Base legal da multa condominial
O Código Civil brasileiro, nos artigos 1.336 e 1.337, estabelece as bases para a aplicação de multas em condomínios. A convenção do condomínio e o regimento interno complementam essas normas com as regras específicas de cada empreendimento.
A lei prevê dois tipos principais de situação que permitem multa: o descumprimento de deveres gerais do condômino (como pagar as taxas em dia e contribuir para as despesas de manutenção) e a infração às normas de convivência estabelecidas na convenção e no regimento.
Limites legais que o síndico precisa conhecer
A multa por infração ao regimento interno não pode ultrapassar cinco vezes o valor da taxa condominial. Para inadimplência no pagamento das taxas, a multa está limitada a 2% sobre o valor em atraso, além dos juros de mora de 1% ao mês e da correção monetária.
Há um caso específico que permite multa mais elevada: o condômino que, por reiteração de comportamento antissocial, prejudica a tranquilidade dos demais moradores. Nesses casos, o Código Civil permite que a assembleia delibere multa de até dez vezes o valor da cota, desde que a conduta seja comprovada e o processo seja seguido corretamente.
O processo correto de aplicação
Uma multa aplicada sem o processo adequado pode ser contestada judicialmente e anulada. O risco não é apenas perder a multa: é o condomínio ter que pagar honorários de advogado do condômino que contestou.
O processo correto passa por algumas etapas essenciais.

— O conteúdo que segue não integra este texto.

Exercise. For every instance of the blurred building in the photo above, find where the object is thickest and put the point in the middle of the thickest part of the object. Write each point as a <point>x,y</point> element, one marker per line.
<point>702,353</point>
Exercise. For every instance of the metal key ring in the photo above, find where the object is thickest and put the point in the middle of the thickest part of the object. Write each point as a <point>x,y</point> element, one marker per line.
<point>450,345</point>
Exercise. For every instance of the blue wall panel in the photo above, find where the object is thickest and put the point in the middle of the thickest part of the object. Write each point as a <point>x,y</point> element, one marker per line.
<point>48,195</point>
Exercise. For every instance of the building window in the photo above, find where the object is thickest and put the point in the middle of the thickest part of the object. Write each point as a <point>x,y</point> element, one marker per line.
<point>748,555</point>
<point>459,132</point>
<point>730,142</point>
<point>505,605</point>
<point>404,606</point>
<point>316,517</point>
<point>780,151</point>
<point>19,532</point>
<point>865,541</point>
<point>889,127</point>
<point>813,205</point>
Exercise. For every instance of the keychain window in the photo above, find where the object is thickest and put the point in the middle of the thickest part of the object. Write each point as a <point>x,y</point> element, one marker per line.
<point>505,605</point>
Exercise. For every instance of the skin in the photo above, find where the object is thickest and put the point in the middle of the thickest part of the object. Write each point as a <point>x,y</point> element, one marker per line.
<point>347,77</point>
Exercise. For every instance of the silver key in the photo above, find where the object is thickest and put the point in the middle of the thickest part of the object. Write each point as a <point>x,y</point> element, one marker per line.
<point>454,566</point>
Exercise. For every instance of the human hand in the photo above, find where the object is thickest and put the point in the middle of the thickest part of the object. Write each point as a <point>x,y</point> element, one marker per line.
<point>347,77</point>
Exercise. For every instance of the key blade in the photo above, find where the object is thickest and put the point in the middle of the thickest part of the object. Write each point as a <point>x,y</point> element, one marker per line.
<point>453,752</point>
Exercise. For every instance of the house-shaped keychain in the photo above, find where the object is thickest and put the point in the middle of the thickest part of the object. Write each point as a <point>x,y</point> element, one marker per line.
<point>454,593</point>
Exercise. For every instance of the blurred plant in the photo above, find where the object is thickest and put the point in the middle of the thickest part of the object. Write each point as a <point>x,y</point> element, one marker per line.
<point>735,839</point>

- Identificação da infração: registro documentado do fato, com data, hora, descrição e, quando possível, testemunhas ou imagens de câmeras.
- Notificação prévia: o condômino precisa ser notificado sobre a infração e ter prazo para se manifestar antes da aplicação da multa.

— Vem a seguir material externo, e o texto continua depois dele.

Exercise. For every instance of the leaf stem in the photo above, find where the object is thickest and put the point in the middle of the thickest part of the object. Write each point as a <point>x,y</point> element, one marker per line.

- Direito de defesa: o condômino tem o direito de apresentar sua versão dos fatos. Ignorar esse passo é um erro que invalida o processo.
- Decisão fundamentada: a multa precisa ser aplicada por decisão do síndico ou da assembleia, conforme o que prevê a convenção, com registro formal da decisão.
- Notificação da multa: o condômino é informado da multa aplicada, do valor e do prazo de pagamento.
Erros comuns que invalidam a multa
Na prática, algumas falhas se repetem e resultam em multas inválidas ou contestadas.
- Aplicar multa sem notificação prévia do condômino
- Não dar prazo para defesa antes de decidir
- Aplicar valor acima do limite legal
- Usar a multa como ferramenta de pressão em conflitos pessoais
- Não registrar o fato gerador com documentação adequada
- Aplicar multa com base em regra inexistente na convenção ou no regimento
Cada um desses erros pode ser usado pelo condômino notificado para contestar a multa e, eventualmente, reverter a cobrança.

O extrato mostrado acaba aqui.